Add support for dfdl:checkRangeInclusive/checkRangeExclusive functions#1199
Conversation
| checkArgCount(3) | ||
| val argDPath = args(0).compiledDPath | ||
| val rangeFrom = args(1).compiledDPath | ||
| val rangeTo = args(2).compiledDPath |
There was a problem hiding this comment.
You can use arg1, arg2, and arg3 which are evaluated only once (their evaluation calls checkArgCount(3) too) instead of repeating work. That is, let's remove the checkArgCount(3) call and change the next 3 lines to:
val argDPath = arg1.compiledDPath
val rangeFrom = arg2.compiledDPath
val rangeTo = arg3.compiledDPathThere was a problem hiding this comment.

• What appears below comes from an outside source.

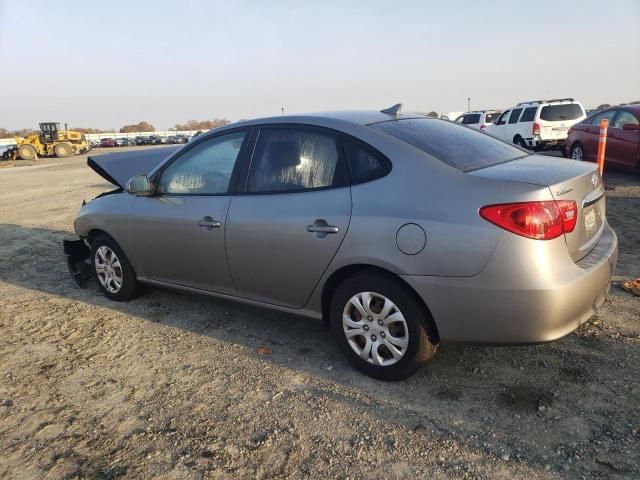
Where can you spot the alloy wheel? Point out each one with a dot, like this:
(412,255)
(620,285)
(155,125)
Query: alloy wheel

Also, if you reference arg1/arg2/arg3 it will force evaluation of line 3056 and call checkArgCount(3), so you can also remove the duplicate check on 3061.
| checkArgCount(3) | ||
| val argDPath = args(0).compiledDPath | ||
| val rangeFrom = args(1).compiledDPath | ||
| val rangeTo = args(2).compiledDPath |
There was a problem hiding this comment.
Likewise, can use arg1, arg2, arg3 here.
| val res = executeCheck( | ||
| dataVal: DataValue.DataValuePrimitiveNullable, | ||
| minVal: DataValue.DataValuePrimitiveNullable, | ||
| maxVal: DataValue.DataValuePrimitiveNullable, |
There was a problem hiding this comment.
I'm confused by the syntax here. If this is a function call, which it appears to be, why do the arguments look like parameter definitions? That is, why not just call executeCheck(dataVal, minVal, maxVal)?
| val saved = dstate.currentNode | ||
| dataRecipe.run(dstate) | ||
| val dataVal = dstate.currentValue | ||
| dstate.setCurrentNode(saved) | ||
| minRecipe.run(dstate) | ||
| val minVal = dstate.currentValue | ||
| dstate.setCurrentNode(saved) | ||
| maxRecipe.run(dstate) | ||
| val maxVal = dstate.currentValue |
There was a problem hiding this comment.
I'm not familiar with evalution of expressions. Why does this code call dstate.setCurrentNode(saved) after both dataRecipe.run(state) and minRecipe.run(dstate), but not after maxRecipe.run(dstate)? Why doesn't dstate need to have its saved state restored after the last maxRecipe,run(dstate)?
There was a problem hiding this comment.
The currentNode DState can be used by a run implementation to know where to evaluate a relative path expression from (e.g. ../foo/bar/baz).
But calling run can also potentially mutate currentNode, changing it to something else, which can interfere with other calls to run, so it needs to be reset.
For example, say we had something like this:
dfdl:checkRangeExclusive(../foo/bar/baz, ../uno/dos/tres, ../one/two/three)`
Before we call run(), let's say currentNode points to an element called root.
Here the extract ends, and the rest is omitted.